Pour les années 2023-2024, avec les conflits en Ukraine et en Israël-Palestine, auxquels ont peut ajouter la montée en puissance de la campagne antichinoise, les dépenses militaires américaines vont se situer entre 1800 et 1900 milliards. En parallèle, tandis que la dette fédérale américaine était passée de 1000 à 5500 milliards de dollars dans la période de 1977 à 2001, elle a augmenté de 32 000 milliards de dollars entre 2001 et 2023 !

Ce mastodonte suce le sang des économies occidentales, gonfle les dettes nationales et induit l’érosion puis l’effondrement du travail productif et vital, sans parler des millions de victimes provoquées par les conflits à travers le monde. 

Est-il nécessaire d’en dire davantage pour justifier à quel point un changement politique global est crucial ?

Reconvertir le complexe militaro-financier

Il est temps d’en finir avec ce complexe militaro-financier et de le réoutiller afin de répondre aux besoins légitimes du monde d’aujourd’hui et de demain : l’industrie, l’agriculture, les infrastructures et le progrès scientifique qui profitent au bien-être général. 

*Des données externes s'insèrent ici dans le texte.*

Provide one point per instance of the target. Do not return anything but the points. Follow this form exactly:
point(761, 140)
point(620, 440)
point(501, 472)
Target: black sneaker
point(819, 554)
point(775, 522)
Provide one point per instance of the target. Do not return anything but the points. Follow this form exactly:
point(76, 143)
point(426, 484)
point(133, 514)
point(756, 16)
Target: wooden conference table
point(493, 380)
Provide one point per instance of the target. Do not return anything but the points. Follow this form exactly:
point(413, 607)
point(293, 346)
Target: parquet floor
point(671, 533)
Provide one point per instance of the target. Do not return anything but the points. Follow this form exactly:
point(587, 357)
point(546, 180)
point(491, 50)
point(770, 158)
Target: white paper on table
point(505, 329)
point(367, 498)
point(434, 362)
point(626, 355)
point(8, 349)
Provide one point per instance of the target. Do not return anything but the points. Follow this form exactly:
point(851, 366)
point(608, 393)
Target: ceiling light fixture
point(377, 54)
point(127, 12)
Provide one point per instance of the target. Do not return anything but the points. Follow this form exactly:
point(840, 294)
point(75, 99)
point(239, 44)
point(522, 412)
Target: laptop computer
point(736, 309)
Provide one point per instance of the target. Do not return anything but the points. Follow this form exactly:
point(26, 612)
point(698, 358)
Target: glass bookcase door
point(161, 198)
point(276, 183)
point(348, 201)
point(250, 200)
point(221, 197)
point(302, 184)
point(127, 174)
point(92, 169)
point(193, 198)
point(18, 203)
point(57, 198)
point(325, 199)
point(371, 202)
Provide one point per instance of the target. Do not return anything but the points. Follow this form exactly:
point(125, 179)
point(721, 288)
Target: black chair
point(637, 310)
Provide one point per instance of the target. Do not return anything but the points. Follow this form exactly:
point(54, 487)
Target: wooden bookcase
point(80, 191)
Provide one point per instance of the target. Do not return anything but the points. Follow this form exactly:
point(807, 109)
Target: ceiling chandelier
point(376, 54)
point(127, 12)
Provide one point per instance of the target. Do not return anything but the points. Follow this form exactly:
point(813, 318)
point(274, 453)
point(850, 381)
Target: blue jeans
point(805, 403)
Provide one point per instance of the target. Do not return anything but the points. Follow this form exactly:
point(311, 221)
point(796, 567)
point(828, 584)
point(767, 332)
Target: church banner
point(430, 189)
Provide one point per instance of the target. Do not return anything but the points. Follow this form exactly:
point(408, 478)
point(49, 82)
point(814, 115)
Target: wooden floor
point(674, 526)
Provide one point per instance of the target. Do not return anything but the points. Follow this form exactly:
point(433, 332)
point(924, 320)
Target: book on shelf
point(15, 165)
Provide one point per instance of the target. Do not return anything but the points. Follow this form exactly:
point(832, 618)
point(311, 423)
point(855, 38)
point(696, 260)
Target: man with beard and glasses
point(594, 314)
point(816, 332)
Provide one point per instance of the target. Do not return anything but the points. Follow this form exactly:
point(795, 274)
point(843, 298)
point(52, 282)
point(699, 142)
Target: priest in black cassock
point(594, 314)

Comme le montre l’EIR dans son rapport, les biens d’équipement et les capacités scientifiques énormes des entreprises du secteur militaire pourraient largement contribuer à la reconstruction économique des pays en voie de développement, ainsi qu’à la remise sur pied des infrastructures des pays occidentaux.

Quelques exemples : 

  • Le coût d’un seul bombardier nucléaire B21 « Raider » (environ 800 millions de dollars), actuellement construit par Grumman Aerospace, serait presque suffisant pour achever le module principal de la station spatiale Lunar Gateway (935 millions de dollars), qui orbite à 6,4 millions de kilomètres de la Terre, en pierre de touche de la mission Artemis de la NASA sur la Lune et la Mars.
  • Avec les fonds accordés à General Electric Company (GE) pour construire les moteurs des chasseurs-bombardiers de la série F (plus de 1 000 milliards de dollars), l’une de ses filiales, GE/Hitachi Nuclear Energy (GEH), pourrait construire son prototype de petit réacteur nucléaire modulaire, le réacteur BWRX300, permettant la production d’électricité et le dessalement de l’eau dans les zones désertiques du sud-ouest de l’Asie — y compris pour la reconstruction des territoires palestiniens.
  • Aux États-Unis, les 2 000 milliards du fonds du Département d’État américain de la guerre contre le terrorisme (OCO/GWOT), dépensés sur la période 2001-2020, auraient permis de construire un réseau de près de 70 000 km de trains électrifiés à grande vitesse à travers les États-Unis pour un coût de construction d’environ 500 milliards de dollars ; de construire l’Alliance nord-américaine pour l’eau et l’électricité (NAWAPA), pour un coût de 400 milliards de dollars ; et de créer des sociétés de 200 milliards de dollars dans les secteurs du nucléaire et de l’aérospatial. Des fonds auraient également été alloués à la construction d’écoles, d’hôpitaux, de systèmes d’approvisionnement en eau potable, etc.